As peace talks begin between the two groups, the skills of unbiased mediation will be crucial to moving the situation forward. Ideally these groups will be able to sign a ceasefire with provisions for accountability that will increase the likelihood of an effective peace negotiation. There will undoubtedly be a need for economic incentives to bring the parties to a point of negotiation. The interests of the opposing parties will need to be looked at closely in order to address on going strife in the Darfur region between the pastoralists and the agriculturalists. The need for a viable system of economic subsistence will also be a key thing to address in negotiations. In the process of negotiations, the mediator (at this point the AU) will not be able to act as a representative of the international law. The conflict between mediation and international law investigations would compromise the ability of the mediator to bring viable options to the table.
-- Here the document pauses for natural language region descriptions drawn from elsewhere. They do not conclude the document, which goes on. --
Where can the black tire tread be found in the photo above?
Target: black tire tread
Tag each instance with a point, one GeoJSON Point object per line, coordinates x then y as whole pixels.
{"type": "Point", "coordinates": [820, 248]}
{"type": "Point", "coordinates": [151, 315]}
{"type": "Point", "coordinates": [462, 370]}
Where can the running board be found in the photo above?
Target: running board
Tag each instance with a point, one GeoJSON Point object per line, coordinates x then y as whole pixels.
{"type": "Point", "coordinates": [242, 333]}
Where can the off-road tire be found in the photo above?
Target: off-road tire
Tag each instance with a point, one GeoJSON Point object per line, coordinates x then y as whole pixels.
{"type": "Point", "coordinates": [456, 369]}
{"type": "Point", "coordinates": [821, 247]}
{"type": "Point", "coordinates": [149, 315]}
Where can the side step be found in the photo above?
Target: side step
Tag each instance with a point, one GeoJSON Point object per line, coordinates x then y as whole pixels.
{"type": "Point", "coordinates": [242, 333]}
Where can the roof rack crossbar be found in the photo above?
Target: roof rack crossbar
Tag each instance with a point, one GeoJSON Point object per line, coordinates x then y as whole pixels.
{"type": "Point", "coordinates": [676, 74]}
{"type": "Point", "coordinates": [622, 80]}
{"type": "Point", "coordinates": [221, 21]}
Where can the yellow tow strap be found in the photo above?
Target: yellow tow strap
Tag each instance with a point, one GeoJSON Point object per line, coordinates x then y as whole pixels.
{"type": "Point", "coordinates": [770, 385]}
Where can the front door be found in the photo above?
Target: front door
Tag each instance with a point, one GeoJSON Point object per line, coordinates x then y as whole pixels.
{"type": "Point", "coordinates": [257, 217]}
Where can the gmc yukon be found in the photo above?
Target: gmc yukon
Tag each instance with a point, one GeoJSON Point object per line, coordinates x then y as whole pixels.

For this reason, the peace negations will need to continue (once a ceasefire has been signed) without a connection to the ICC investigations into the war crimes committed in Darfur. As a potential point of leverage, the ICC’s finding may be negated in order to increase the incentive for the GOS to cooperate in the negotiations.
Conclusion
The fact that a crisis involving crimes against humanity can continue for years on end is a reflection on the international community’s lack of seriousness regarding peace keeping and the protection of basic human rights. The individuals who represent states through leadership positions in the previously mentioned groups, act in the interest of their states alone, and thus miss the very important principles of conflict management. In the aftermath of many genocides it has been said that if a government or group can slaughter one race, why couldn’t another slaughter you or me? And this is unfortunately the reality of large scale, government sponsored killing. Without a large outcry from the international community, a government is free to kill its own people with almost all certainty that the humanitarian community will come and give aid to the dieing without challenging the regime. This at large, has been the case for Darfur. The conflict management methods that have been used have not been effective enough to stop the daily atrocities on the ground. What could have been done differently? What actions should be taken now? These questions are important but come at a time when the face of the conflict has changed from a large-scale government backed counter insurgency to a mass humanitarian crisis with endless abuse of human rights. The changing face of conflicts is important to keep in mind, as it requires dynamic and continues assessment by peacekeepers to determine and address the new and developing facets of a crisis. In Darfur, the new face of the conflict are the 2.5 million people who have been displaced and denied basic food, water, shelter and security. These are the people who conflict management and peace creation is for. It should be for each one of those faces that we examine power plays and economic incentives and strategies to prevent this from happening again.